The ControlFrame function returns a type containing (svg string, overall width of control frame, overall height of control frame)

To get a dimension, try out the following:

import gdtsvg
ourDimension = linearDimension(point1, point2, textpoint, dimensiontext, linestyle=getStyle("visible"), 
               arrowstyle=getStyle("filled"), textstyle=getStyle("text")

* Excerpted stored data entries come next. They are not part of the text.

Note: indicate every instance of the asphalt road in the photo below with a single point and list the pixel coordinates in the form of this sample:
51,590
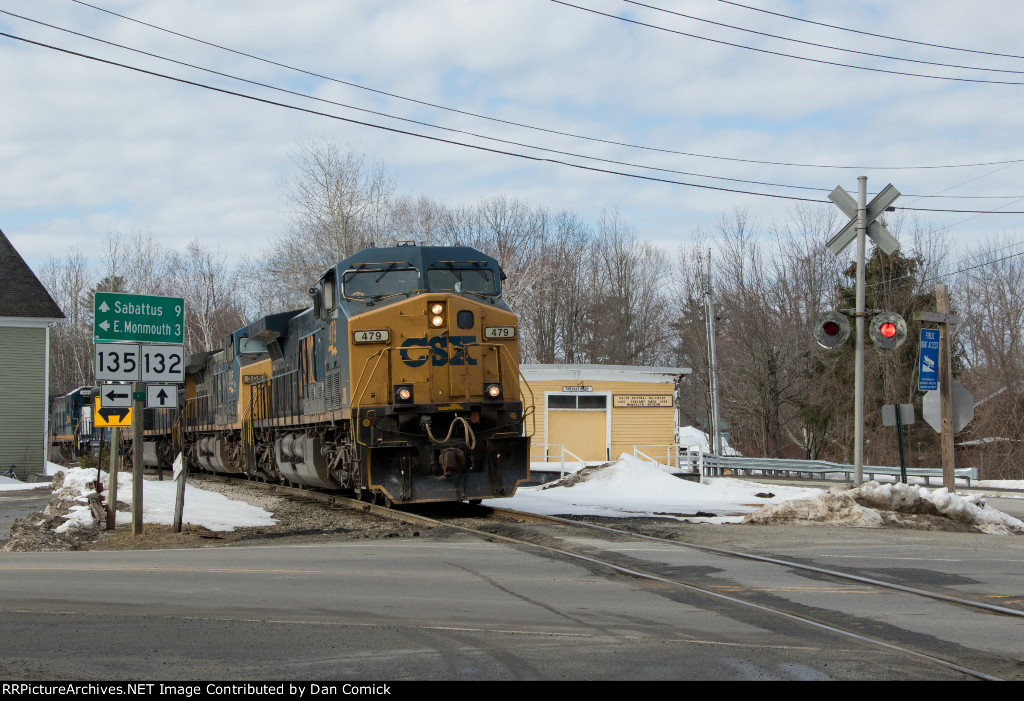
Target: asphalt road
466,609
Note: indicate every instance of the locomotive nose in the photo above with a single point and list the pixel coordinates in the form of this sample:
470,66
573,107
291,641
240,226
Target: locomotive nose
453,461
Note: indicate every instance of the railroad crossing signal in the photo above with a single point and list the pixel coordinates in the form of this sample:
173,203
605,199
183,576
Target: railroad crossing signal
887,331
875,229
832,330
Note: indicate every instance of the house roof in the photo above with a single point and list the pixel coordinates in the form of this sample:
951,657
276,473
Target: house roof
22,294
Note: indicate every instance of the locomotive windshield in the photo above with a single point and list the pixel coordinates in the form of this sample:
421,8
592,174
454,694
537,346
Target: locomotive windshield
381,281
462,279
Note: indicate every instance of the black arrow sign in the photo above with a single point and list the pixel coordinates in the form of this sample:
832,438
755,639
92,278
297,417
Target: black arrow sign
120,412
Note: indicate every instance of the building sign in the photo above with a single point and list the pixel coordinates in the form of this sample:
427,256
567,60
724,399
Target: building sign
631,400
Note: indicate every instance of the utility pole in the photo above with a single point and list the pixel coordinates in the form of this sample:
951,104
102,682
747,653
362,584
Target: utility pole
712,365
858,373
861,226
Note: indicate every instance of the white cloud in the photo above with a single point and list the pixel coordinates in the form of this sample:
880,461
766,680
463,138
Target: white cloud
89,147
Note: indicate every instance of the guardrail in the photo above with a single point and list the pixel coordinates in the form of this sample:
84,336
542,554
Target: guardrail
558,452
711,465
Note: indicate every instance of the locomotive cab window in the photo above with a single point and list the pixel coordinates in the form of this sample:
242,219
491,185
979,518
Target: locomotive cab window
378,282
460,279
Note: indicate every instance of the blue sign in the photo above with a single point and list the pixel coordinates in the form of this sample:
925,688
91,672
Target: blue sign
928,376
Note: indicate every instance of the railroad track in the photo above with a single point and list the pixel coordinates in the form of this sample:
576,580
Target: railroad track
566,541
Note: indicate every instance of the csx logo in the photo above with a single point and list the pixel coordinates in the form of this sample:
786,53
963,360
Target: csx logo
443,350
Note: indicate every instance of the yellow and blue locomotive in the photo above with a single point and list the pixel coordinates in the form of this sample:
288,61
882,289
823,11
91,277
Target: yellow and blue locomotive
400,383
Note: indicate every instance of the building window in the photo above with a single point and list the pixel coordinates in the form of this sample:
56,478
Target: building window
572,401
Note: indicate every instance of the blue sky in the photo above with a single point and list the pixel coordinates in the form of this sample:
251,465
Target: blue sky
89,148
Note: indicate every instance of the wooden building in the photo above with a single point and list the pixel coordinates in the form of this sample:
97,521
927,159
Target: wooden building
598,412
27,311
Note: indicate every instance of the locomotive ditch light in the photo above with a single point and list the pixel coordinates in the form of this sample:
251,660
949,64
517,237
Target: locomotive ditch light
832,330
402,394
887,330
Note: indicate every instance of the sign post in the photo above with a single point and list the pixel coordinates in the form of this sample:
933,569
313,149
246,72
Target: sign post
942,316
928,360
861,225
137,339
898,417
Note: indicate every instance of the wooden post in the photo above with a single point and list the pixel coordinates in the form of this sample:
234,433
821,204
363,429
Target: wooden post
112,491
138,408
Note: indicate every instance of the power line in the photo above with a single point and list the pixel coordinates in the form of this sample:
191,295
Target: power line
449,129
531,127
404,119
442,140
820,46
870,34
779,53
401,131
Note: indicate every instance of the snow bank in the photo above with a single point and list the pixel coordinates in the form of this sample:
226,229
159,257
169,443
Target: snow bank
631,487
863,507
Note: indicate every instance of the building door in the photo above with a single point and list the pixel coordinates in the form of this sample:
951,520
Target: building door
580,423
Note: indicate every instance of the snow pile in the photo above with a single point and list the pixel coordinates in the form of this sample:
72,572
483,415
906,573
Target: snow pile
631,487
873,505
68,519
66,522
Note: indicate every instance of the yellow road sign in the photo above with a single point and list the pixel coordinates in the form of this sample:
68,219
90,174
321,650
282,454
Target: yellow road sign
119,417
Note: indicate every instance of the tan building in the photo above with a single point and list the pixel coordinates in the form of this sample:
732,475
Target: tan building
598,412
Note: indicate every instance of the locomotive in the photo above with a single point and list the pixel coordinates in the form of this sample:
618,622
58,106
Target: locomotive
72,430
400,383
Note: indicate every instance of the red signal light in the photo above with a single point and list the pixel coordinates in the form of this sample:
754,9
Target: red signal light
887,330
832,330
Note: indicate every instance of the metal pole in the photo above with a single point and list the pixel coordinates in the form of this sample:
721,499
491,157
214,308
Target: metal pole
945,390
112,492
899,437
858,378
138,406
713,365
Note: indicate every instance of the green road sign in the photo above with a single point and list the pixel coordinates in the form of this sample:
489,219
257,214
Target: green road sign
138,318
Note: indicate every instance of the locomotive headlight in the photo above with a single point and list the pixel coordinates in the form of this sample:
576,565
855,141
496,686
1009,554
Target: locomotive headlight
436,310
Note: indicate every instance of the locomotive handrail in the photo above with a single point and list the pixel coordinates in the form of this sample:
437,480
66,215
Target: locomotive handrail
356,399
516,370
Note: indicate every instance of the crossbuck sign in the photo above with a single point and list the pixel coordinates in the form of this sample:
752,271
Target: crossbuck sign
876,230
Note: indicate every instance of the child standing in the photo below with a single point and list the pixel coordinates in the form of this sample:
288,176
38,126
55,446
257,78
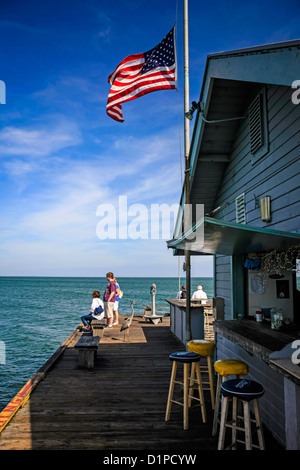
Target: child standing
98,314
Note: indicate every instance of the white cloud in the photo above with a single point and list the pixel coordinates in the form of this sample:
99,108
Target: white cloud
39,141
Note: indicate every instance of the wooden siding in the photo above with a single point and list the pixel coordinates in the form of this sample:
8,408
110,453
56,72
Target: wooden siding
272,402
276,174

Inputs for linear dimension are:

  1. point1, an (x,y) tuple with svg-coordinates, this is one of the points you would like to dimension between
  2. point2, an (x,y) tuple with svg-coordinates, this is the second point you would like to dimension between
  3. textpoint, an (x,y) tuple of svg-coordinates, this is where the text of your dimension will be
  4. dimensiontext, a string containing the text you want the dimension to say
  5. linestyle, a string containing svg (i.e. css) styles, using the getStyle function to retrieve a preset string, for styling the how the lines look
  6. arrowstyle, a string containing svg (i.e. css) styles, using the getStyle function to retrieve a preset string, for styling how the arrows look
  7. textstyle, a string containing svg (i.e. css) styles, using the getStyle function to retrieve a preset string, for styling how the text looks

With those two, you can proceed as above for displaying them on the drawing page. This module is very buggy and can be broken at any given moment, bug reports are welcome on the github page for now, or contact jcc242 on the forums if you post a bug somewhere else.